A FPGA-based architecture for real-time cluster finding in the LHCb silicon pixel detector
This work addresses data processing bottlenecks in high-energy physics experiments by offloading intensive tasks to hardware accelerators, though it is incremental as part of a broader effort.
The authors tackled the problem of real-time hit reconstruction in the LHCb silicon pixel detector by implementing a custom FPGA-based cluster finder, which increased the event acceptance rate by 11% and saved 14% of DAQ bandwidth without degrading tracking performance.

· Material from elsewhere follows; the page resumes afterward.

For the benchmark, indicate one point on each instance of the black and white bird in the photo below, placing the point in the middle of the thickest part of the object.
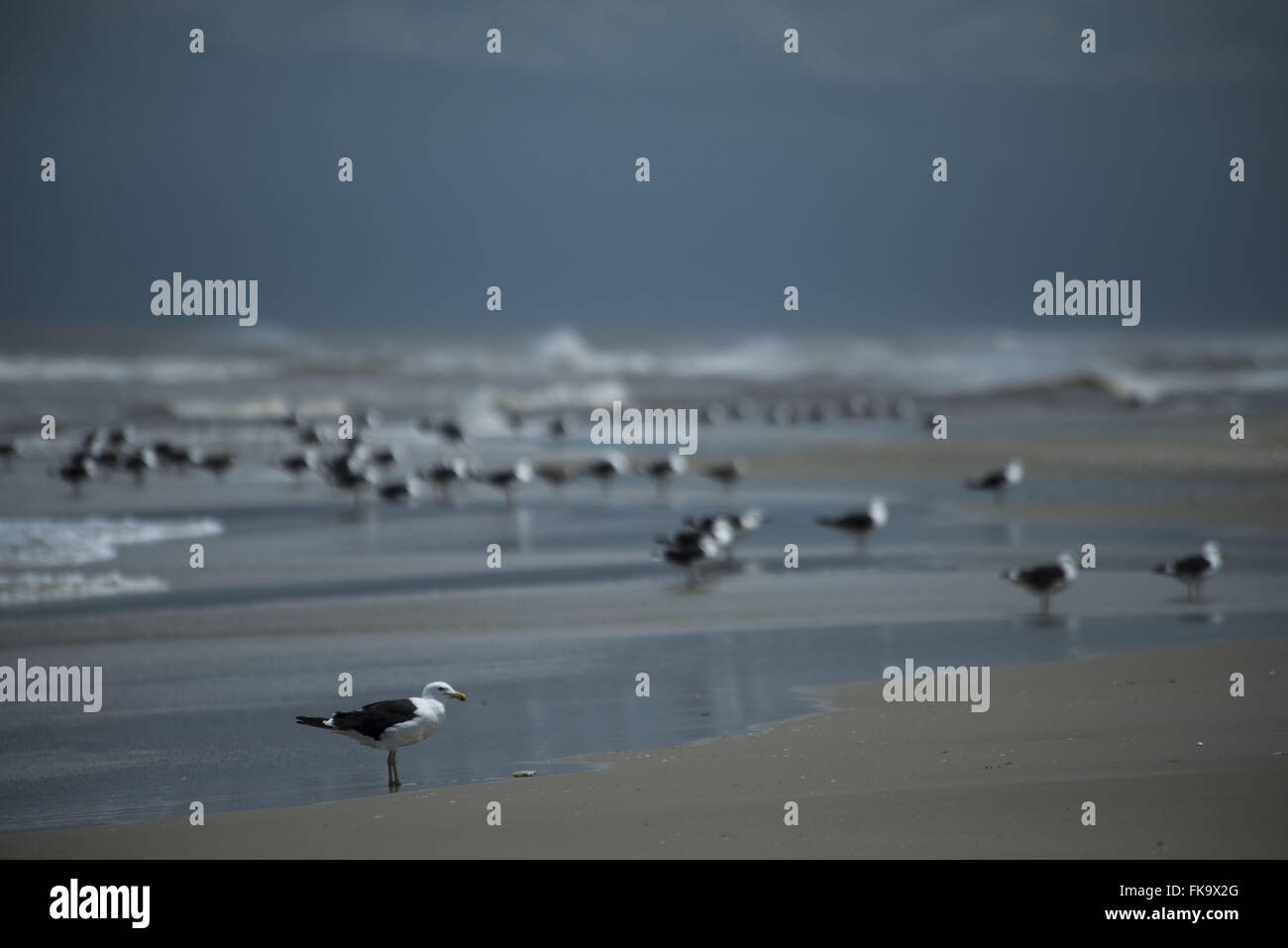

This article describes a custom VHDL firmware implementation of a two-dimensional cluster-finder architecture for reconstructing hit positions in the new vertex pixel detector (VELO) that is part of the LHCb Upgrade. This firmware has been deployed to the existing FPGA cards that perform the readout of the VELO, as a further enhancement of the DAQ system, and will run in real time during physics data taking, reconstructing VELO hits coordinates on-the-fly at the LHC collision rate. This pre-processing allows the first level of the software trigger to accept a 11% higher rate of events, as the ready-made hits coordinates accelerate the track reconstruction and consumes significantly less electrical power. It additionally allows the raw pixel data to be dropped at the readout level, thus saving approximately 14% of the DAQ bandwidth. Detailed simulation studies have shown that the use of this real-time cluster finding does not introduce any appreciable degradation in the tracking performance in comparison to a full-fledged software implementation. This work is part of a wider effort aimed at boosting the real-time processing capability of HEP experiments by delegating intensive tasks to dedicated computing accelerators deployed at the earliest stages of the data acquisition chain.